A Garda forensic crash investigator said a blind spot, from the point of view of the truck driver, was very small and much smaller than Mr Boland and his bicycle.

Sentencing Morrissey on Tuesday, Judge Elma Sheahan said she was satisfied that inattention by Morrissey, in a manner which fell below that of a reasonably competent driver, meant that he moved off when it was not safe to do so.

“Had he been paying due care and attention one would have expected him to have seen Harry Boland,” the judge said.

She said that Morrisey’s driving had catastrophic consequences and said the Boland family had borne this “huge loss” with “dignity and fortitude” as evident during the trial.

Judge Sheahan acknowledged that various witnesses gave different accounts as to what they observed that day and that Morrissey said he had checked his mirrors before moving the truck and was no one was visible to him.

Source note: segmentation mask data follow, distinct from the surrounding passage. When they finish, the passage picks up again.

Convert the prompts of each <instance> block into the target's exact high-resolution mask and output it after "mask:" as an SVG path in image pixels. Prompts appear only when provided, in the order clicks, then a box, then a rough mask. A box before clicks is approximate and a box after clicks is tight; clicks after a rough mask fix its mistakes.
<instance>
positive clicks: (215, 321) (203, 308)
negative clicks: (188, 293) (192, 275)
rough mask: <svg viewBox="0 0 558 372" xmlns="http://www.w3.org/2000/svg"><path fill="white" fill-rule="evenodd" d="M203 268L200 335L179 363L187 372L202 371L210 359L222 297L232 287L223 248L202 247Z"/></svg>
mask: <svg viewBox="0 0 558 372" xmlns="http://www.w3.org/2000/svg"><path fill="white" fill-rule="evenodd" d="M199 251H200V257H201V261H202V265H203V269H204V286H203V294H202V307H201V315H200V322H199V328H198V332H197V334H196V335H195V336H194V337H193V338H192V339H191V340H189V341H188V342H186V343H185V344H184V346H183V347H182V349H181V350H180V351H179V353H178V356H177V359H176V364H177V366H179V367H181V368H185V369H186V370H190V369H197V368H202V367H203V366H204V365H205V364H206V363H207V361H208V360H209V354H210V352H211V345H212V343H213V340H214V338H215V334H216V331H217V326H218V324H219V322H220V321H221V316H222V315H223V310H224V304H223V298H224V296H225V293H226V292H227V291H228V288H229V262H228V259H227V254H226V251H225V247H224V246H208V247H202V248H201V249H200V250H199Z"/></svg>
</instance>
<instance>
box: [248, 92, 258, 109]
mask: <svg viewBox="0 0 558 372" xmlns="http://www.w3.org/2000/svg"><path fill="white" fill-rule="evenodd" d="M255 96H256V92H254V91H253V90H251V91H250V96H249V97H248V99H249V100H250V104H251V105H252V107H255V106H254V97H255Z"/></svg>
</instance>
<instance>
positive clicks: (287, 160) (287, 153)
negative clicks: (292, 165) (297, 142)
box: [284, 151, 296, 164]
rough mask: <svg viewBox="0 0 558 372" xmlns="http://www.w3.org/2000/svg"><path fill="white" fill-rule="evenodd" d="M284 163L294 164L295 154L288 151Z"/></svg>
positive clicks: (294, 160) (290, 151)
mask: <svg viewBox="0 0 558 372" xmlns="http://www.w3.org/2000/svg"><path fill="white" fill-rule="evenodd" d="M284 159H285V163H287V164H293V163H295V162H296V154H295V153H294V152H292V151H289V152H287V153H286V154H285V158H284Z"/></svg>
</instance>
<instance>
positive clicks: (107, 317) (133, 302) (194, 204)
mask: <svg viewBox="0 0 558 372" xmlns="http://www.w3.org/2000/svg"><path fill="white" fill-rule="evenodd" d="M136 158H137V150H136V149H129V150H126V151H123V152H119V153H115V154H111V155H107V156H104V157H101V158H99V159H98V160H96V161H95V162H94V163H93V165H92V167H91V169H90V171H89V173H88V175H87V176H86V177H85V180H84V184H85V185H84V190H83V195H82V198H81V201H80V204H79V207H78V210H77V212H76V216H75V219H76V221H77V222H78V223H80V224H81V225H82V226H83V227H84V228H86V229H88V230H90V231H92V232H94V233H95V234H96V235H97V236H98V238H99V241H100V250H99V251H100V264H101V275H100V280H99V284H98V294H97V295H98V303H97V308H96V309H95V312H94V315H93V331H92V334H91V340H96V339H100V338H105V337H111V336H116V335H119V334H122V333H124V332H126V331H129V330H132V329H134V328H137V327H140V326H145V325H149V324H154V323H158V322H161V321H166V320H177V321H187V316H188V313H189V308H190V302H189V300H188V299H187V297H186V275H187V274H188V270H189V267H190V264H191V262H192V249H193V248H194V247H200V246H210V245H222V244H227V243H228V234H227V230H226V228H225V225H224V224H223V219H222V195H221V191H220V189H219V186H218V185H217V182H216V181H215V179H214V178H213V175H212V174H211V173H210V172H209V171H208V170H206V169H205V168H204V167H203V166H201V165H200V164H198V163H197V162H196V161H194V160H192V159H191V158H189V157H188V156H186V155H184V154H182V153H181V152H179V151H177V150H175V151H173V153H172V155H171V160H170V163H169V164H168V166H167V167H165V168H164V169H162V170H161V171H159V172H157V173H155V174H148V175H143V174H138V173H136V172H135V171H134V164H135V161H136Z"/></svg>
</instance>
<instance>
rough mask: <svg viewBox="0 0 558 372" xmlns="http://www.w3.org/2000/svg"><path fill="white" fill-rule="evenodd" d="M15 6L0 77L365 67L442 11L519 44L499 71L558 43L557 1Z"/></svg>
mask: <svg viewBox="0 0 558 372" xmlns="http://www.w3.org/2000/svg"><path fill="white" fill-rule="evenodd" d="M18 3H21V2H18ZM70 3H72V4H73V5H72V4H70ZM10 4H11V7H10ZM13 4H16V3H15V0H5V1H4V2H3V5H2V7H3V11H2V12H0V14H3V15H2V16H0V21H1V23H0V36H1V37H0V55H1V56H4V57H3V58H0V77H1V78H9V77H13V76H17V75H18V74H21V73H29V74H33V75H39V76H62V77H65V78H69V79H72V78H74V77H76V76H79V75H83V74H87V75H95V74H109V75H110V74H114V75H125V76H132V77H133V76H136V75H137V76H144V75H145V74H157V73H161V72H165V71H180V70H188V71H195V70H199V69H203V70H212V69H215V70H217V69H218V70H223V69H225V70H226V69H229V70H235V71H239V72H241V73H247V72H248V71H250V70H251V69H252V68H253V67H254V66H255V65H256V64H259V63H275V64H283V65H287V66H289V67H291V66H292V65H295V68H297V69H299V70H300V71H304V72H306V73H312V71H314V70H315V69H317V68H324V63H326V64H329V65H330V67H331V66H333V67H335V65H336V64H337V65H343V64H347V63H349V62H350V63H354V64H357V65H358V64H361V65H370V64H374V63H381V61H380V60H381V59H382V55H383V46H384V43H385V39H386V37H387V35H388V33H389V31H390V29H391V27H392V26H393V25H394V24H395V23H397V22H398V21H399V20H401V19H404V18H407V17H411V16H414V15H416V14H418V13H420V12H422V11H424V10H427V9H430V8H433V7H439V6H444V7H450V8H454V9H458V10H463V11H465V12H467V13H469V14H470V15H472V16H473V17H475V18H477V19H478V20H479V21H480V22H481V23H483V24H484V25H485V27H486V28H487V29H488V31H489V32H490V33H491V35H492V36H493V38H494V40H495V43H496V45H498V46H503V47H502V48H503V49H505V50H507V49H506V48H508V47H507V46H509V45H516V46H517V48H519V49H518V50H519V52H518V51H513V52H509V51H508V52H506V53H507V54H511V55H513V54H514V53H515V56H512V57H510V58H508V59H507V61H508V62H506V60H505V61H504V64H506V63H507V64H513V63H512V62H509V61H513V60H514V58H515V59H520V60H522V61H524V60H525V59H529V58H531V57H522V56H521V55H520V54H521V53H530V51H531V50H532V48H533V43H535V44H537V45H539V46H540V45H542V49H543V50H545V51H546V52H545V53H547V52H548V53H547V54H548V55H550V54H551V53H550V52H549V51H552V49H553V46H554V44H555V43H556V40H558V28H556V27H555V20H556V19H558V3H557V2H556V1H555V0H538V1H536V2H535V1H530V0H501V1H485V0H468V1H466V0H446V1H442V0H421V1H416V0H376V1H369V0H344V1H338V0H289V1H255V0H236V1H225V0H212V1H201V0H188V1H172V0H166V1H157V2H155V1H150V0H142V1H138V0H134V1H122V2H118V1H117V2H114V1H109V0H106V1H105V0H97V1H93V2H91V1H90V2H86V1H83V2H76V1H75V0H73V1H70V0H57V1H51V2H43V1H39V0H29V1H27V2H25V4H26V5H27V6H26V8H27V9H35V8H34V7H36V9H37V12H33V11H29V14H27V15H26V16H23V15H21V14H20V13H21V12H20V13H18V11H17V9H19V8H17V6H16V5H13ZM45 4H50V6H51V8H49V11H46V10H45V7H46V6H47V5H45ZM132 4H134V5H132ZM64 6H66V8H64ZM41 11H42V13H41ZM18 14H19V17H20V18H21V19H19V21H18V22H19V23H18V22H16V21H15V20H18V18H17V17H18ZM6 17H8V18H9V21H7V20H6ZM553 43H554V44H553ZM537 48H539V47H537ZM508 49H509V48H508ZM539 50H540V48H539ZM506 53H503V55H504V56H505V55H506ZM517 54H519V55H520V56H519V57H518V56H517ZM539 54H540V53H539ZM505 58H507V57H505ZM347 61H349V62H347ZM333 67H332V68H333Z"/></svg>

The judge acknowledged that there were no additional aggravating factors in the case as there was no evidence that Morrissey had been under the influence of an intoxicant, he was not speeding, he was not on his mobile phone nor was there any defect in his vehicle.

Significant punishment

Referring to various case law, Judge Sheahan noted in a careless driving case, which has no additional aggravating factors, a custodial sentence is not necessarily warranted.

She also noted that a disqualification order, for a person such as Morrissey whose occupation requires him to have a full driving license, is a significant punishment as it affects his ability to earn a living and support his family.

Judge Sheahan took into account the fact that Morrissey has no previous convictions, that he showed genuine remorse and regret “consistent with his actions at the scene of the accident” and his co-operation with the Garda investigation.

She imposed a nine-month sentence which she suspended in full, having noted that the maximum penalty in the case is two years.

She also disqualified him from driving for five years but that disqualification order is not to come into effect until October to allow Morrissey to be of assistance to his partner who is due a baby in the coming months.